Le succès thérapeutique à long terme repose sur l’identification et le contrôle de la cause primaire de l’otite. La dermatite atopique constitue la première cause à rechercher chez le jeune chien à partir de 6 mois, en particulier lorsqu’une atteinte podale, faciale ou axillaire est associée. Le diagnostic repose sur les critères de Favrot (Favrot 2010), l’exclusion des diagnostics différentiels et la réponse au traitement immunomodulateur.

L’allergie alimentaire, présente dans 15 % à 25 % des cas d’otite récidivante du jeune adulte, justifie une éviction alimentaire stricte de 8 semaines avec un régime à protéines hydrolysées ou à protéines nouvelles, suivie d’une provocation pour confirmation diagnostique.
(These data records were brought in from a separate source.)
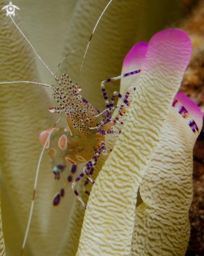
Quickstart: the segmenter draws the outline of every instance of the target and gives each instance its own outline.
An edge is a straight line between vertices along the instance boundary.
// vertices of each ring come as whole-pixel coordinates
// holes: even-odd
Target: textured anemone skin
[[[92,191],[77,256],[129,255],[139,183],[191,51],[188,37],[179,30],[163,30],[150,40],[124,129]]]
[[[182,101],[183,94],[177,94],[176,98]],[[200,131],[202,113],[195,103],[183,95],[183,104],[189,113],[191,110]],[[195,109],[196,115],[192,114]],[[198,134],[193,133],[171,106],[159,146],[140,184],[143,203],[135,211],[130,255],[185,255],[190,232],[192,150]]]

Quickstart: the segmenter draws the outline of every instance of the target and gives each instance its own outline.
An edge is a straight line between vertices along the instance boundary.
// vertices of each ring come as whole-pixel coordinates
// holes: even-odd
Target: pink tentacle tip
[[[140,69],[145,58],[148,46],[148,43],[145,42],[140,42],[134,46],[124,59],[122,70],[133,71],[133,70]],[[137,68],[137,66],[139,68]]]
[[[188,98],[185,94],[182,93],[177,93],[175,97],[186,109],[191,117],[196,122],[199,131],[202,127],[203,116],[199,107],[191,99]]]
[[[190,38],[185,32],[172,28],[165,29],[156,33],[150,40],[146,62],[154,60],[154,65],[166,65],[174,72],[180,73],[188,63],[191,48]]]

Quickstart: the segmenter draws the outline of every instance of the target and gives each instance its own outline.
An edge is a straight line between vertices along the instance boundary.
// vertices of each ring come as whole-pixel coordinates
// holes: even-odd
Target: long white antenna
[[[32,46],[32,44],[30,43],[30,42],[28,41],[28,39],[27,38],[26,36],[24,34],[24,33],[21,31],[21,30],[20,29],[20,28],[18,27],[17,24],[15,23],[14,20],[13,19],[11,15],[9,15],[10,18],[12,19],[12,20],[13,22],[14,23],[14,24],[16,26],[16,27],[17,29],[19,30],[19,31],[21,33],[21,34],[24,36],[24,37],[25,38],[28,43],[30,44],[30,46],[32,47],[32,50],[35,51],[35,53],[38,56],[39,59],[40,60],[40,61],[43,63],[43,64],[46,66],[46,68],[48,69],[48,70],[50,71],[50,73],[54,76],[55,79],[56,79],[56,75],[54,74],[54,73],[52,71],[52,70],[46,65],[46,64],[44,62],[44,61],[42,60],[42,59],[40,57],[40,56],[38,54],[38,53],[36,52],[36,50],[35,50],[34,48]]]
[[[77,82],[77,80],[78,80],[78,77],[80,76],[80,74],[81,70],[82,69],[82,65],[83,65],[83,63],[84,63],[84,60],[86,54],[86,52],[87,51],[88,48],[88,47],[89,46],[89,43],[90,43],[90,40],[92,40],[93,35],[94,35],[94,31],[95,31],[95,29],[96,28],[96,27],[98,25],[98,23],[99,22],[100,19],[101,19],[101,17],[103,16],[103,15],[104,14],[104,13],[105,13],[105,12],[106,11],[106,9],[108,8],[108,6],[110,4],[110,3],[112,2],[112,0],[110,0],[110,1],[106,5],[106,6],[105,8],[104,9],[104,10],[103,11],[101,14],[100,15],[100,16],[99,17],[99,18],[98,19],[97,22],[96,23],[96,24],[95,26],[94,27],[94,30],[93,30],[93,32],[92,32],[92,34],[90,35],[90,38],[89,38],[89,40],[88,41],[87,46],[86,47],[86,51],[85,52],[85,53],[84,53],[84,57],[83,57],[83,60],[82,60],[82,64],[81,65],[80,69],[80,71],[78,71],[78,75],[77,75],[77,77],[76,78],[76,83]]]
[[[47,138],[47,139],[46,140],[46,143],[44,144],[43,148],[42,149],[42,150],[41,151],[41,153],[40,154],[40,158],[39,158],[39,161],[38,161],[38,167],[37,168],[37,171],[36,171],[36,179],[35,179],[35,180],[33,194],[33,196],[32,196],[32,203],[31,203],[31,206],[30,207],[30,215],[29,215],[29,219],[28,219],[28,224],[27,224],[27,228],[26,228],[26,234],[25,234],[25,237],[24,237],[24,242],[22,243],[22,248],[21,248],[21,251],[20,252],[20,256],[22,256],[22,253],[24,252],[24,250],[25,246],[26,244],[26,240],[27,240],[27,238],[28,237],[28,231],[29,231],[29,227],[30,227],[30,221],[31,221],[31,218],[32,218],[32,212],[33,212],[33,205],[34,205],[35,196],[35,194],[36,194],[37,182],[38,181],[39,170],[39,169],[40,169],[40,163],[41,163],[41,161],[42,155],[43,154],[43,152],[44,152],[44,149],[46,148],[46,144],[47,144],[47,142],[48,141],[48,140],[50,139],[50,136],[51,136],[51,133],[52,133],[53,130],[54,130],[55,127],[56,126],[56,125],[58,124],[58,123],[59,122],[59,120],[60,119],[60,118],[61,118],[61,117],[62,117],[62,115],[64,113],[62,113],[60,115],[60,116],[58,120],[56,121],[55,124],[54,125],[53,128],[52,129],[52,130],[50,132],[50,134],[49,135],[49,136],[48,136],[48,138]]]
[[[38,83],[37,82],[31,82],[31,81],[0,82],[0,84],[16,84],[17,83],[27,83],[28,84],[38,84],[39,85],[43,85],[43,86],[52,88],[52,86],[51,85],[49,85],[49,84],[42,84],[41,83]]]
La résolution complète de l’otite sous régime d’éviction, avec rechute lors de la réintroduction de l’aliment habituel, signe le diagnostic.
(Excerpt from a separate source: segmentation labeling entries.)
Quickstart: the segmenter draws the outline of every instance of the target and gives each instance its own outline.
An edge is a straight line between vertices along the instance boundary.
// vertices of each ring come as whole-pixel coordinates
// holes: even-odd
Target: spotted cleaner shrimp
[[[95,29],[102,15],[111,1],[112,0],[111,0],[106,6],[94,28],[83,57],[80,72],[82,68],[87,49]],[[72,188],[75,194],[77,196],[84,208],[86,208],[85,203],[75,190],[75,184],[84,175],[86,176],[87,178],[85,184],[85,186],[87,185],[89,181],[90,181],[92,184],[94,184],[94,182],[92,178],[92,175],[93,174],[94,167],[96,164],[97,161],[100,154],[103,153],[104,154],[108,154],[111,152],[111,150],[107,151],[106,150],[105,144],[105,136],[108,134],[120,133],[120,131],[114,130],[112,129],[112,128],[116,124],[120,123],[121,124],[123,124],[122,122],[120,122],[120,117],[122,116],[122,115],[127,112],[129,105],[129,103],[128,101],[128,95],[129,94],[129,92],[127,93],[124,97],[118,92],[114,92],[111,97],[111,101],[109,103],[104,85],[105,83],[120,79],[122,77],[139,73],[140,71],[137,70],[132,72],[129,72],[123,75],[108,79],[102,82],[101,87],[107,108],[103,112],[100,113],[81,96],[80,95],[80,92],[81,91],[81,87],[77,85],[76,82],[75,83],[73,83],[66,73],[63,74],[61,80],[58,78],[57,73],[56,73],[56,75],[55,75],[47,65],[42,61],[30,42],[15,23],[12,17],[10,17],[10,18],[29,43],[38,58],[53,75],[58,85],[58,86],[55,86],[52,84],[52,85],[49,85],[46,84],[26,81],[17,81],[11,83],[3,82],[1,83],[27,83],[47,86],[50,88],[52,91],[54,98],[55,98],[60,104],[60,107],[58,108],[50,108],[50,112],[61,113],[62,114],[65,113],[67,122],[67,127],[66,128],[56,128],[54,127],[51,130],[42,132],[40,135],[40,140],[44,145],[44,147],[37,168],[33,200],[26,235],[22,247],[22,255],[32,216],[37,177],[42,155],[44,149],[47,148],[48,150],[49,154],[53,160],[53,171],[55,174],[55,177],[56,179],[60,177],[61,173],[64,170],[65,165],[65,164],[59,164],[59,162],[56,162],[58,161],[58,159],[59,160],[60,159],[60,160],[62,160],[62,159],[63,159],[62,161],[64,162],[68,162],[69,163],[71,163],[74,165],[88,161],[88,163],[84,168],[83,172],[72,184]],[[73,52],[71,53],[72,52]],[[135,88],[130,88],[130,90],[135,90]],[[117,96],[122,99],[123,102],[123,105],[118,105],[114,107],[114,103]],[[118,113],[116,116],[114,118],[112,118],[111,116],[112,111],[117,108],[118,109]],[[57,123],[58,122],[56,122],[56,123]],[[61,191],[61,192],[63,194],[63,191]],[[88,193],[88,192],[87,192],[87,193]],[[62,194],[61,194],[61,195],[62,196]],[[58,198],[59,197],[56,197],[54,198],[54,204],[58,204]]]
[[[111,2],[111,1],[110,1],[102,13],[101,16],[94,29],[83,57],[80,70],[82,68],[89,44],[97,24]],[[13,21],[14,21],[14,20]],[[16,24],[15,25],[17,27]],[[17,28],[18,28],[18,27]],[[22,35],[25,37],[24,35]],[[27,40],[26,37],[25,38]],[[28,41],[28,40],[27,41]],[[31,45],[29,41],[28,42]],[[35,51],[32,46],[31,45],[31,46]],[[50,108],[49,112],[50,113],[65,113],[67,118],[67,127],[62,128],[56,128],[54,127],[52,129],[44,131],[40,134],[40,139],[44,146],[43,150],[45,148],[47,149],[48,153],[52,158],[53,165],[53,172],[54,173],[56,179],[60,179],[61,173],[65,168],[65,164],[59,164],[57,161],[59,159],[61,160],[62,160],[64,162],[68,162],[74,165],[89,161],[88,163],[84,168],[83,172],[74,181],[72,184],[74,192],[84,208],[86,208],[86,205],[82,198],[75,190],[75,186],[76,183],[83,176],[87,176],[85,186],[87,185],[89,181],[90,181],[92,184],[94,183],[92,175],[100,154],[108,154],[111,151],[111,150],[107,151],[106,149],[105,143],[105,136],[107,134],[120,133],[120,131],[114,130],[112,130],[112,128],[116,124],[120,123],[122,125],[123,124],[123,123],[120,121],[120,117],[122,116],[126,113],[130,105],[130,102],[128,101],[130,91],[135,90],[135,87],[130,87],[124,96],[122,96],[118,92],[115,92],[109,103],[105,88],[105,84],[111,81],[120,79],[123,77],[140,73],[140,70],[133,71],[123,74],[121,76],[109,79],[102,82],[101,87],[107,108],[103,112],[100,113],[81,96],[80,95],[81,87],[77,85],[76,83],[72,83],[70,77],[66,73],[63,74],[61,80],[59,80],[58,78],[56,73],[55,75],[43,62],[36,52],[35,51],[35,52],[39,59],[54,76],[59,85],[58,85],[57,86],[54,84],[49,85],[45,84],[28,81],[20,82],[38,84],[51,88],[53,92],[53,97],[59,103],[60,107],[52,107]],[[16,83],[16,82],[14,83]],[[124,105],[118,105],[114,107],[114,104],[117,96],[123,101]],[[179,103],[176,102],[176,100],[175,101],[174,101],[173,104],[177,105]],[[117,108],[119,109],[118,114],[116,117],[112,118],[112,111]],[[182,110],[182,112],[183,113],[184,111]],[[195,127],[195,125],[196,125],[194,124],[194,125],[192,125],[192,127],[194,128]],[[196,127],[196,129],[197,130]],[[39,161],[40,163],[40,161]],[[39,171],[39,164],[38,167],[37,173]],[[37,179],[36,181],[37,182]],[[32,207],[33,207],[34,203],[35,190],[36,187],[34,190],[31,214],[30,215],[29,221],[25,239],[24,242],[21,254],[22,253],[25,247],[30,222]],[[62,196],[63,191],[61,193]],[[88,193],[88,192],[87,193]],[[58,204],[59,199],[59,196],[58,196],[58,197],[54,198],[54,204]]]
Les dysendocrinies, notamment l’hypothyroïdie chez les races prédisposées (Cocker, Doberman, Setter Irlandais, Golden Retriever) et le syndrome de Cushing chez le chien d’âge moyen, doivent être recherchées systématiquement devant une otite cérumineuse chronique sans cause allergique évidente. Les dosages de TSH canine, de T4 totale et libre, et le test de stimulation à l’ACTH ou de freinage à la dexaméthasone faible dose complètent le bilan. Les données émergentes sur le rôle du régime alimentaire dans la modulation du risque d’otite, issues de la cohorte finlandaise DogRisk, suggèrent par ailleurs que l’alimentation précoce du chiot pourrait moduler le risque ultérieur d’otite externe à l’âge adulte (Hemida 2023). Toute prescription chronique de Cortotic sans démarche étiologique parallèle expose à une chronicisation et à une perte d’efficacité progressive.
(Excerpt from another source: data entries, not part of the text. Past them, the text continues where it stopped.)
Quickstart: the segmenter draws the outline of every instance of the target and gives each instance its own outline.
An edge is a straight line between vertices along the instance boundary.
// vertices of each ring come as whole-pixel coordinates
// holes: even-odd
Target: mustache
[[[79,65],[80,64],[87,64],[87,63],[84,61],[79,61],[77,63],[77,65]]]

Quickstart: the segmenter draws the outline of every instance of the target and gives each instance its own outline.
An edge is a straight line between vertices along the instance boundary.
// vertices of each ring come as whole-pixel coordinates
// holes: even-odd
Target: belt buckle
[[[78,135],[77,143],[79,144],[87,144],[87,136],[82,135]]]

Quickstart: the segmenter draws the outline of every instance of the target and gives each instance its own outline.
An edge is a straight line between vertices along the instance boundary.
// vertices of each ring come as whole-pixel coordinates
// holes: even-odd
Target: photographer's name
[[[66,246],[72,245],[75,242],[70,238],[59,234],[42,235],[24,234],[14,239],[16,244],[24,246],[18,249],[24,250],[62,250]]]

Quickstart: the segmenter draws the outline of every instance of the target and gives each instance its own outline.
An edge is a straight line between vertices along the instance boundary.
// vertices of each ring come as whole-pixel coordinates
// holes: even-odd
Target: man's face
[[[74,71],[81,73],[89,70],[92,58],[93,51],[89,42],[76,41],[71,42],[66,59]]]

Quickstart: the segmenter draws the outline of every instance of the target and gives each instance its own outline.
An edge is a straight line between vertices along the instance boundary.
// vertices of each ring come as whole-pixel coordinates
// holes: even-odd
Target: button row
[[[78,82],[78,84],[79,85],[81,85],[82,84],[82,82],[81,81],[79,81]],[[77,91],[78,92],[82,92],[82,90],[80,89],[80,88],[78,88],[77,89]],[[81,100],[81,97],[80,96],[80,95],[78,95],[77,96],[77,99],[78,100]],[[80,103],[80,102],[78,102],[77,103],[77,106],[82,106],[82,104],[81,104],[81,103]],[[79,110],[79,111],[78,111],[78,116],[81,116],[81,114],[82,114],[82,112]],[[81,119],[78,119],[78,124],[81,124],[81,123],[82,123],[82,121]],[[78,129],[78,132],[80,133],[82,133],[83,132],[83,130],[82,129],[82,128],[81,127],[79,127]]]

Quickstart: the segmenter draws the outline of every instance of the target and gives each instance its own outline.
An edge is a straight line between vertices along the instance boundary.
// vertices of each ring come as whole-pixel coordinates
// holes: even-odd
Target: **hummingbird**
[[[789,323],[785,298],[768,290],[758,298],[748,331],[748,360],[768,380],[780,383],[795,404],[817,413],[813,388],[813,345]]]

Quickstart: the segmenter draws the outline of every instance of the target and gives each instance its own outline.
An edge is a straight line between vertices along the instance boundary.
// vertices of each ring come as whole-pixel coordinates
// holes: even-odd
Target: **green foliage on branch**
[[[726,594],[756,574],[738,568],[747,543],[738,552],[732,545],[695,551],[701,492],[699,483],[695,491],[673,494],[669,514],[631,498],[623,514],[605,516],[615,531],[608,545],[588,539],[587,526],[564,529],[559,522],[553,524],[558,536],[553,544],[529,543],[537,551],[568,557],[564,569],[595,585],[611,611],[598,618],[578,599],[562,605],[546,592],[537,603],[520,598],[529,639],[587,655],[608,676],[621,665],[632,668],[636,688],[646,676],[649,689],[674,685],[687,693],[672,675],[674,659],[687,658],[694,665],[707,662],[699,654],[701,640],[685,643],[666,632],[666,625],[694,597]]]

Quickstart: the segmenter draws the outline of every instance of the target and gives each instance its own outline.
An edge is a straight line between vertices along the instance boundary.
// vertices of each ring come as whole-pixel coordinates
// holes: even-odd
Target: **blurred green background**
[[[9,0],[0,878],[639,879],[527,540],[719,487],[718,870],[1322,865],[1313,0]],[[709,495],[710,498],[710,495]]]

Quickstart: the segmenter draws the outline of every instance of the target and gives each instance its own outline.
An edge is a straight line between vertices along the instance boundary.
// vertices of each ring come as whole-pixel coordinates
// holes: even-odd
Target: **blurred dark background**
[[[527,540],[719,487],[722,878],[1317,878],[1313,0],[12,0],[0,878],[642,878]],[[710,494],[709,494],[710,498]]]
5.3 Pièges cliniques courants

Plusieurs pièges cliniques compromettent l’efficacité du Cortotic en pratique. Le premier consiste à prescrire le médicament sans cytologie préalable, ce qui expose au traitement d’une otite suppurative ou parasitaire. Le deuxième tient à l’arrêt prématuré du traitement dès amélioration symptomatique, sans contrôle clinique à J7, ce qui favorise la rechute précoce documentée dans la cohorte de Lorente-Méndez. Le troisième concerne la négligence du contrôle de la cause primaire, qui conduit à des prescriptions répétées de courte durée sans bénéfice durable. Le quatrième consiste à appliquer le produit sur un conduit obstrué par du cérumen, ce qui empêche la diffusion homogène de la substance active. Une étape de nettoyage avec un céruménolytique adapté doit donc précéder l’application chez les chiens producteurs de cérumen abondant. Le cinquième tient à l’absence de vérification tympanique avant chaque prescription, qui expose au risque d’application sur un tympan perforé non détecté. Le sixième concerne la sous-évaluation des facteurs perpétuants tardifs, comme la calcification cartilagineuse ou la sténose acquise, qui rendent le traitement médical illusoire et imposent une réorientation vers une consultation spécialisée.

Conclusion

Le Cortotic apporte une option thérapeutique novatrice et sûre dans la prise en charge de l’otite externe érythémato-cérumineuse aiguë du chien, en proposant une monothérapie corticostéroïdienne dont le rapport bénéfice-risque a été établi par un essai randomisé multicentrique de non-infériorité (Rigaut 2024). Sa formulation à base d’acéponate d’hydrocortisone, diester non halogéné de classe II européenne, conjugue une activité anti-inflammatoire locale élevée et une absorption systémique négligeable, avec une absence d’effet sur l’axe hypothalamo-hypophyso-surrénalien aux doses validées. L’usage proactif à long terme, exploré dans une cohorte de 63 chiens et 115 oreilles, ouvre une perspective de maintenance pour les otites récidivantes après contrôle de l’épisode aigu (Alonso-Miguel 2025). L’absence de récidive dans 79,1 % des oreilles sur un suivi moyen de 202,6 jours est désormais confortée par les données prospectives randomisées du protocole biphasique brésilien qui documente des scores OTIS-3 de 0 et 1 dans 96,7 % des oreilles dès J90, sans aucun effet indésirable sur un an de traitement (Ramos 2026).